An hour after being in Victory Lane with Gibbs and Hamlin, I was standing with a pack of other reporters outside Halifax Medical Center, a place I used to frequent during those early-career darkest days of death, but that I hadn’t visited in a long, long time. There were several NASCAR fans hanging about, waiting with the media corps as we all waited on an official update. When it came — “Ryan Newman … serious condition … but non-life-threatening injuries” — some of those fans let out a cheer. Most of my fellow veteran reporters hopped back into their cars to go back to the racetrack.

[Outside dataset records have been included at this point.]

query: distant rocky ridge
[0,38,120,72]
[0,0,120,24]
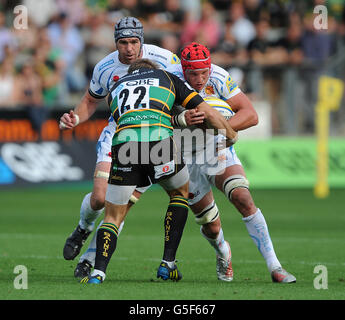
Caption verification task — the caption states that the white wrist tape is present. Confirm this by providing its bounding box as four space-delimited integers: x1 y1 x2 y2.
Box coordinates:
228 132 238 144
74 114 79 127
176 110 187 127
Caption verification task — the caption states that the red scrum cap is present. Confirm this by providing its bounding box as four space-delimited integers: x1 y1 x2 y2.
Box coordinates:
181 42 211 73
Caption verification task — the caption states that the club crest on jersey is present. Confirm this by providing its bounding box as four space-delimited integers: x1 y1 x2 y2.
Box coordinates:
205 86 214 95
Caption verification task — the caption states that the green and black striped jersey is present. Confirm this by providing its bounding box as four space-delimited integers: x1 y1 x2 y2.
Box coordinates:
108 68 203 145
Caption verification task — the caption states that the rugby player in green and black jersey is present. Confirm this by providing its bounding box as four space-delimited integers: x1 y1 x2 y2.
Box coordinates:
81 59 237 283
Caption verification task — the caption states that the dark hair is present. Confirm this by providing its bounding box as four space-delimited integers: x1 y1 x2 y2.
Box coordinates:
128 59 159 73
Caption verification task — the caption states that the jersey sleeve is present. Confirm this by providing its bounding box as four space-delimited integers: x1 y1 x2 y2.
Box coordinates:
89 64 108 99
167 73 204 109
211 65 241 100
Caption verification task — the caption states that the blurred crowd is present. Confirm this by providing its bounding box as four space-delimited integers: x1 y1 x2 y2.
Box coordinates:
0 0 345 134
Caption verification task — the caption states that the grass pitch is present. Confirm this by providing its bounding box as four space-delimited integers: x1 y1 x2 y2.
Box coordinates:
0 185 345 300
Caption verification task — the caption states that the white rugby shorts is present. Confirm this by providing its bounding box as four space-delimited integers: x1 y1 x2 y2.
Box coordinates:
187 147 242 205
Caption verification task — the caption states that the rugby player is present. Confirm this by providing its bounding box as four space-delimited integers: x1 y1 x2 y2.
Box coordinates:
168 43 296 283
80 59 237 284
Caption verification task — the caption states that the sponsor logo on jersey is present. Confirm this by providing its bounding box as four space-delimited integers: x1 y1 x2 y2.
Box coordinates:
226 76 237 92
205 86 214 95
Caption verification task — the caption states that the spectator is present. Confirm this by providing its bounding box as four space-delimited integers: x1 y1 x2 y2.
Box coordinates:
15 61 46 136
34 29 64 108
55 0 87 26
48 13 86 96
83 12 115 78
248 19 287 133
229 2 256 47
152 0 186 35
212 18 248 67
0 12 15 63
23 0 57 27
160 33 181 55
0 57 15 107
301 14 336 133
181 2 221 50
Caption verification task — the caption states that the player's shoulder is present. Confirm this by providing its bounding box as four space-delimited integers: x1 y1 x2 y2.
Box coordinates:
210 63 230 83
94 51 119 74
166 63 184 79
143 44 180 69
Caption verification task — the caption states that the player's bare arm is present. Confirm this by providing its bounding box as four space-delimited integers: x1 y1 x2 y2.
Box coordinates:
226 92 259 131
197 102 237 145
60 91 99 130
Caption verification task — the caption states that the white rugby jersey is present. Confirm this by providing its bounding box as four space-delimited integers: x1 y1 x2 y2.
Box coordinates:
89 44 180 99
167 64 241 100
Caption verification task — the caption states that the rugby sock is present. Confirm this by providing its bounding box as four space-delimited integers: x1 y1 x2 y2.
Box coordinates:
242 209 281 272
163 196 189 261
200 226 229 260
79 192 103 231
79 220 125 266
95 223 118 273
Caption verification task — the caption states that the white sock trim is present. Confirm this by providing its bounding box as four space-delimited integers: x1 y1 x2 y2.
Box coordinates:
91 269 105 281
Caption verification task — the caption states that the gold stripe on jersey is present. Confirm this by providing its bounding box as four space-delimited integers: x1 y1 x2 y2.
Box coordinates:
113 109 171 124
182 92 198 108
115 123 174 133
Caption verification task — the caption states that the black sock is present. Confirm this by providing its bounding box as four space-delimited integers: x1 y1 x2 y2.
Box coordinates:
95 223 118 273
163 196 189 261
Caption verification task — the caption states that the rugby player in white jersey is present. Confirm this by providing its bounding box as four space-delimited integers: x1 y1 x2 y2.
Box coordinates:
168 43 296 283
60 17 183 277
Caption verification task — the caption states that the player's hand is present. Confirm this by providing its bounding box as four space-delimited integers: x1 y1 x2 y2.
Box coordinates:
59 110 79 130
185 109 205 126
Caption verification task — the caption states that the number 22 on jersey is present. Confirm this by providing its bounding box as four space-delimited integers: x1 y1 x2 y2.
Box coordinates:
113 79 159 117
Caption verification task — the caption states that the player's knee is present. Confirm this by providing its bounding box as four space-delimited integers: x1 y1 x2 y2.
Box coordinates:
168 183 188 198
90 193 105 211
200 217 221 239
232 189 256 216
223 174 250 202
195 201 219 225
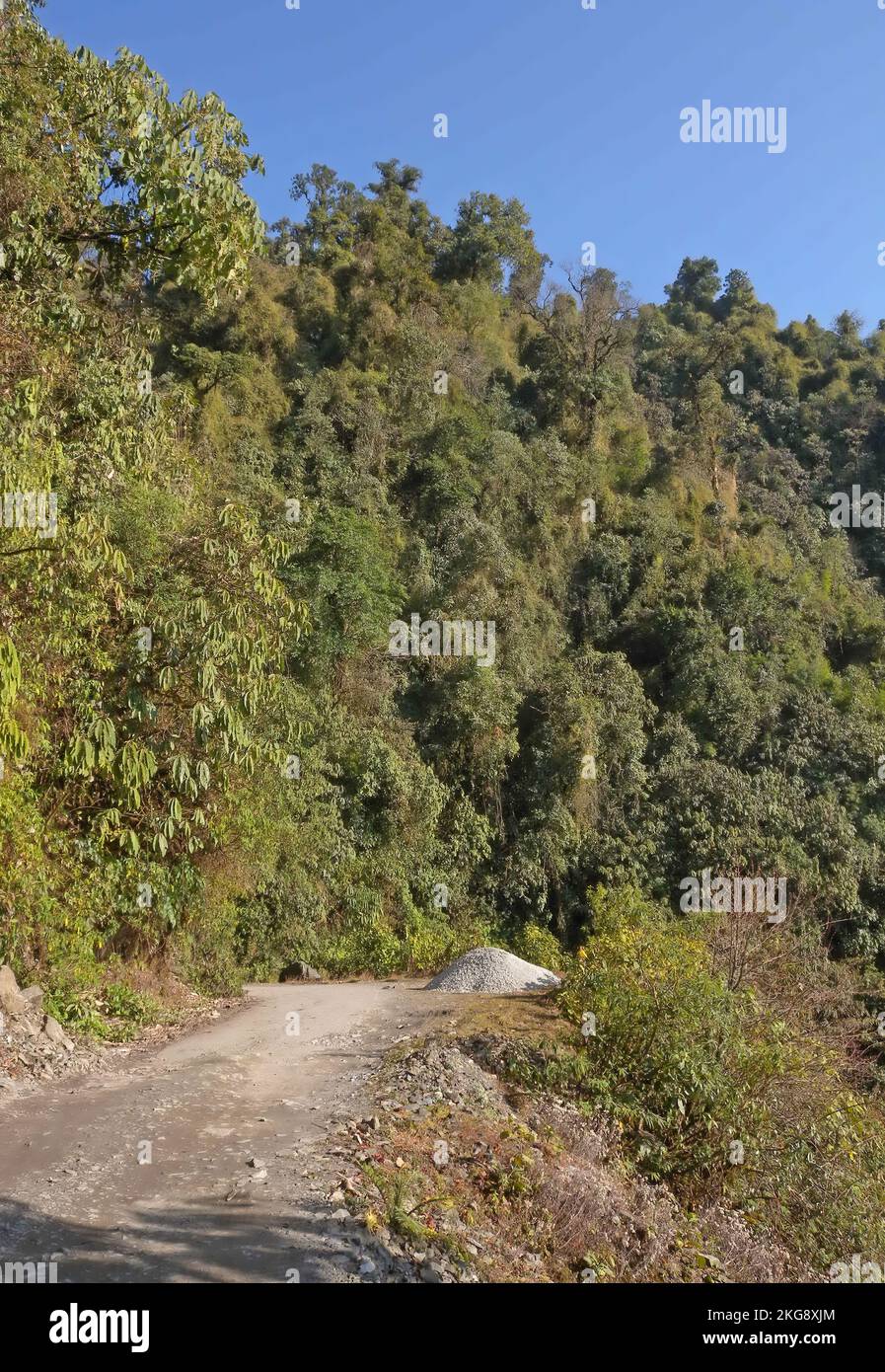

Was the feeling that came with that announcement relief? Sure. But really, it felt more like a bullet dodged. A reminder that in this sport, the specter of death never fully goes away even when we are afforded the luxury of forgetting about it. Even when we are lulled to sleep about the dangers, when we become safety spoiled.
One young reporter hid behind a news van, burning a cigarette as her hands shook. “You ever had to deal with this before?”
I told her, all the time, but not in a long time.
“I can’t look at that crash anymore. I really thought Newman was dead. Did you?”
I did. We all did. For one night, that old Daytona feeling came back, for the first time in a long time. I hadn’t missed it.